その話が破談になったとくれば、しばらくの間は計画も進むまい。
とはいえ、セラたちが地下水道から追い出されたり衛兵に捕まったりする可能性はある。
グレッグ区長もアイツらのことは認知していたからな。
最低限、セラたちに忠告はしておいた方がいいだろう。
それでアイツらが東区を離れて、保護を受け入れてくれるかはわからんが。
レティシアも、その辺りはよく理解しているつもりだろう。
「クラオン閣下はセラたちを保護すると言ってくれてるんだ。最悪、力づくで連れて行けばいいさ」
「うん……わかってる」
「……やっぱり、セラ以外の子供たちが心配か?」
俺が尋ねると、彼女は沈黙で答える。
王都には、不法滞在者を保護する法も守るべきという風潮もない。
特に中流階級以上の人間の中には、貧困に喘ぐ彼らを露骨に毛嫌いしている者も多い。
汚らしい、見るのも嫌だってな。
無論、それは騎士団周りだって例外ではあるまい。
幾らクラオン閣下が温情に厚い人物とはいえ、周囲の反対が強ければどうなるやら……。
セラは大丈夫だろうが、それ以外は……。
かと言ってセラたちを放っておけば、結末は決まっている。
そういうのが全部わかっているから、レティシアは悩んでいるのだ。
「う~ん」と、俺は頭の後ろで手を組む。
――――カッコいい夫、とはなんぞや?
その定義とは?
ズバリ、その一つに――妻が困っている時、悩んでいる時に――イカした言葉を掛けてあげられること、ではなかろうか?
「――あ~、面倒くさいな~! オードラン領の人口減少、面倒くさいな~」
「え……?」
「オードラン領の人口がちょっと減ってきたって、セーバスの手紙で書いてあったようななかったような気がするな~。
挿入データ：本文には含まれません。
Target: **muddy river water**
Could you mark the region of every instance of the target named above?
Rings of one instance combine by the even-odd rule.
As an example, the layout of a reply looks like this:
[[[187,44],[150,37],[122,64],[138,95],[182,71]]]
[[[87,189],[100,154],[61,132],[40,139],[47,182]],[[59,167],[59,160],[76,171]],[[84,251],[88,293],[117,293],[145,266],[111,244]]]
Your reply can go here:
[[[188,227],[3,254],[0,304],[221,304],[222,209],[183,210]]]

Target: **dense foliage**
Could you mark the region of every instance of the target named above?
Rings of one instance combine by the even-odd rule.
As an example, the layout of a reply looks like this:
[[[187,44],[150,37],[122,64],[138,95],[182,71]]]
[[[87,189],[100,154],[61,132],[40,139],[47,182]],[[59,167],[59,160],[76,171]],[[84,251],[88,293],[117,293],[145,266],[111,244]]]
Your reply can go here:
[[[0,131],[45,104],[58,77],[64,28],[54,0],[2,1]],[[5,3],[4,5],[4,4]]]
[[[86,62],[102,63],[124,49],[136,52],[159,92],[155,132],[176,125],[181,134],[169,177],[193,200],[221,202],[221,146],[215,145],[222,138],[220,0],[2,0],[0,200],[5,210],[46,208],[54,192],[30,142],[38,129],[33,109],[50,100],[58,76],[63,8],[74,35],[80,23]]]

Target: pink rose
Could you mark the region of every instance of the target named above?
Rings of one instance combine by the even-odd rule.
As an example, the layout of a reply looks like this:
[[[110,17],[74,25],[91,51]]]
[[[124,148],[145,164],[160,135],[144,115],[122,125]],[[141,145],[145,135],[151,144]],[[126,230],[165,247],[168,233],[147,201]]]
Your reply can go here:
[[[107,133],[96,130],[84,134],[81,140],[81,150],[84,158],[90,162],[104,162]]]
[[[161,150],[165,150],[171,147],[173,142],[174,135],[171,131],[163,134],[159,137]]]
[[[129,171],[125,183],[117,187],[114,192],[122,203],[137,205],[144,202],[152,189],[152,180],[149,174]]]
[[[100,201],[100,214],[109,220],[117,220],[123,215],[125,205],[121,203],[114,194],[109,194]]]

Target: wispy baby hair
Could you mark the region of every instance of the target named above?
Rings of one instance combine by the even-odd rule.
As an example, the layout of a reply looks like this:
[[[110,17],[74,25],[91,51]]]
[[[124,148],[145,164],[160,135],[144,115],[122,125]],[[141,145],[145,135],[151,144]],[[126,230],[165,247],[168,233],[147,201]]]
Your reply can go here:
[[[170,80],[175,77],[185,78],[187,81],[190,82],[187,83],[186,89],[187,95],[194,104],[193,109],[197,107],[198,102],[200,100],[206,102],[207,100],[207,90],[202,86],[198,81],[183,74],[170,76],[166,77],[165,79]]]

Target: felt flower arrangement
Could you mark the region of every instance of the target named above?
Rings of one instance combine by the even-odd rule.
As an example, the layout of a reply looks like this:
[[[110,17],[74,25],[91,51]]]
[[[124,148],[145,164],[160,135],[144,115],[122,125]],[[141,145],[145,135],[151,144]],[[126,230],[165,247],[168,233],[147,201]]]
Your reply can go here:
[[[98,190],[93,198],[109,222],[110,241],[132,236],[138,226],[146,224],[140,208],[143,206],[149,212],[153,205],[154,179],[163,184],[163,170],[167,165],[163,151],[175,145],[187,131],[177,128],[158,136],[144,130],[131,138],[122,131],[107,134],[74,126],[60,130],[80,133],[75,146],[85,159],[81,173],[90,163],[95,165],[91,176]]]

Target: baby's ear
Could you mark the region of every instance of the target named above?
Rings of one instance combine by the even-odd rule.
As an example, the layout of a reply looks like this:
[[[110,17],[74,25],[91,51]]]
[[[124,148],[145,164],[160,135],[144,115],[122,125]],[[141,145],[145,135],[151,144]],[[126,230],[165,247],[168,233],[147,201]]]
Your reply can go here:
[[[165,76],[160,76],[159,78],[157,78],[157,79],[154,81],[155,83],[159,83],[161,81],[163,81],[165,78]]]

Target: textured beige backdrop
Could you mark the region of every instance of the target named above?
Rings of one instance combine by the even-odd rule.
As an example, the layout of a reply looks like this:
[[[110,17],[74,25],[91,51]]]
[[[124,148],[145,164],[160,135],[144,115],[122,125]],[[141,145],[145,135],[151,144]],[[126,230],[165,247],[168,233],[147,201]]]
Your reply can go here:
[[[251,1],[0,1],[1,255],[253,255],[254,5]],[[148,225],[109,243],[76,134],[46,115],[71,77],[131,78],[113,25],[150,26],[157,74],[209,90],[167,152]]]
人口のことまで考えなきゃなんて、面倒くさいな~」
俺は如何にも気の抜けた感じでそう言って、チラッとレティシアの方を見る。
「面倒くさいから……オードラン領に適当な孤児院作って、不法滞在者の子供でも突っ込むか」
「――! アルバン……!」
「教育係ならセーバスがいるし? ま、クソガキ共が素直にド田舎まで行ってくれるかまでは知らんけど」
うーん、我ながら実にわざとらしい言い分。
適当感が半端ない。
つーかこれ、ぶっちゃけ領地の資本を浪費しますって言ってるのと同じなんだよな。
一から孤児院建てるとか、赤字決定の慈善事業でしかないから。
レティシアもわかってて言い出さなかったんだろうし。
マジで領民が怒り出したらどうしよう。
でも――妻を喜ばせられるなら、たまにはそんな暴政愚政もいいだろうさ。
なんて自分で自分を納得させていると、レティシアは俺の腕に自らの腕を絡め、ギュッと抱き寄ってくる。
そんな彼女の表情は――さっきより少し綻んで見えた。
「……ありがとう、アルバン」
「どういたしまして」
しばし俺たちは、腕を組んで静かに町の中を歩く。
やっぱデートってのはこうでなきゃ、と思いつつ。
そうして、仲睦まじく通りを進んでいくと――なにやら人だかりが見えてきた。